このとき、USPの技術移管では、単に培養条件表を渡すだけでは不十分です。
移管で重要になるのは、以下のような情報です。
| 項目 | 技術移管で必要な情報 |
|---|---|
| 細胞 | セルバンク情報、解凍条件、継代履歴 |
| 培地 | 組成、調製方法、保管条件、使用期限 |
| 培養装置 | バイオリアクター仕様、スケール、センサー |
| 操作条件 | 温度、pH、DO、攪拌、通気、フィード |
| サンプリング | タイミング、試験項目、判定基準 |
| ハーベスト | 終了基準、回収条件、保持条件 |
| 逸脱対応 | 細胞増殖不良、pH逸脱、DO低下、汚染疑い |
特にバイオリアクターは、メーカーやスケールが変わると、同じ攪拌rpmでも混合状態やせん断環境が変わる可能性があります。

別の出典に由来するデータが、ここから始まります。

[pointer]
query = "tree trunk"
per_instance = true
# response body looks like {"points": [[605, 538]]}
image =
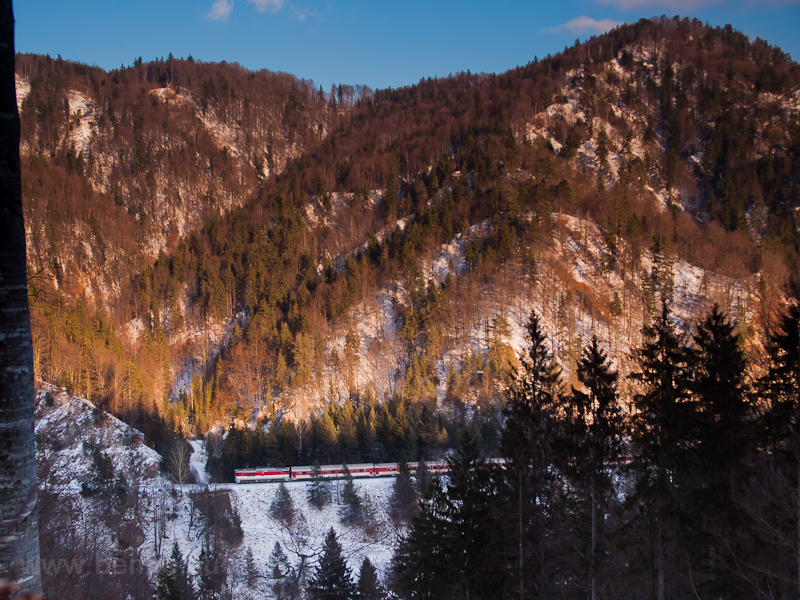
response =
{"points": [[593, 563], [19, 531]]}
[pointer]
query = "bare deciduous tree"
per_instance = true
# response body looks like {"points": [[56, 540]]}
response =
{"points": [[178, 462]]}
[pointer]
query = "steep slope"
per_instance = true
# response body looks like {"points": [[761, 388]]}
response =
{"points": [[400, 256], [110, 518]]}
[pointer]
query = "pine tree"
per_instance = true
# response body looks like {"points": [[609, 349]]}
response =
{"points": [[281, 574], [722, 440], [369, 586], [403, 501], [780, 432], [332, 579], [588, 445], [282, 507], [528, 422], [352, 510], [659, 427], [251, 570], [319, 493], [452, 547], [173, 578]]}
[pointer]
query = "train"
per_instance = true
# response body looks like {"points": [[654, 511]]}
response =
{"points": [[361, 470]]}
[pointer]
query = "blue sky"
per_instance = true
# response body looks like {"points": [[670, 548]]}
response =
{"points": [[378, 43]]}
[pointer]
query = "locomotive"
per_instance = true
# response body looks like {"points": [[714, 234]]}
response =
{"points": [[362, 470]]}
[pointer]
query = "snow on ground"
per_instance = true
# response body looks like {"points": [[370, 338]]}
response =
{"points": [[23, 89], [81, 111], [69, 429]]}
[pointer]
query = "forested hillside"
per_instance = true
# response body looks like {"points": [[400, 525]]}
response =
{"points": [[353, 270], [587, 265]]}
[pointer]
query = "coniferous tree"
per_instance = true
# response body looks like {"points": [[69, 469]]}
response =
{"points": [[332, 579], [352, 509], [723, 436], [251, 570], [403, 501], [282, 507], [173, 578], [659, 428], [780, 436], [282, 576], [525, 434], [319, 493], [588, 446], [369, 586], [452, 547]]}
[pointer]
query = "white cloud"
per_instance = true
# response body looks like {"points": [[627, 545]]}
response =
{"points": [[221, 10], [664, 6], [273, 5], [582, 25]]}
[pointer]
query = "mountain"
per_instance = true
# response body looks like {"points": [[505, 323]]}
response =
{"points": [[210, 245], [110, 517]]}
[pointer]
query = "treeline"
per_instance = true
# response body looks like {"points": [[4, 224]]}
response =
{"points": [[689, 490], [444, 155], [358, 430]]}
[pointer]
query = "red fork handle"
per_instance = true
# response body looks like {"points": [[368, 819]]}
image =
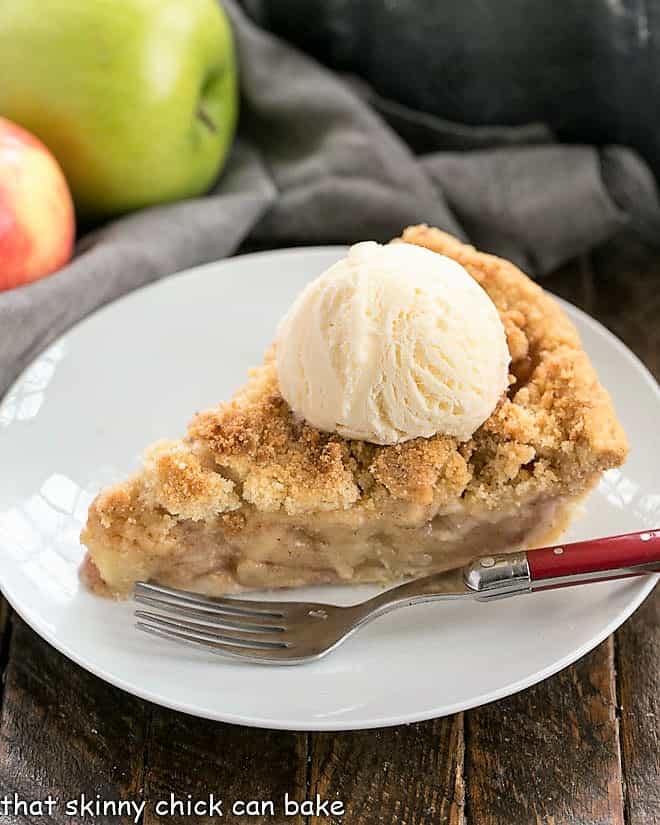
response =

そのため、単純な数値移管ではなく、工程の意味を理解した移管が必要です。
USPという略語の注意点
CMC文書でUSPと書かれていても、必ずUpstream Processを意味するとは限りません。
医薬品分野では、USPは**United States Pharmacopeia(米国薬局方)**を指すことも非常に多いです。
| 略語 | 意味 | 主な文脈 |
|---|---|---|
| USP | Upstream Process | バイオ医薬品製造、CMC、工程開発 |
| USP | United States Pharmacopeia | 薬局方、規格試験、一般試験法 |
たとえば、「USP method」「USP chapter」「USP <85>」のような表現であれば、通常は米国薬局方を意味します。
一方、「USP development」「USP/DSP」「upstream process」「cell culture process」といった文脈では、Upstream Processを意味する可能性が高いです。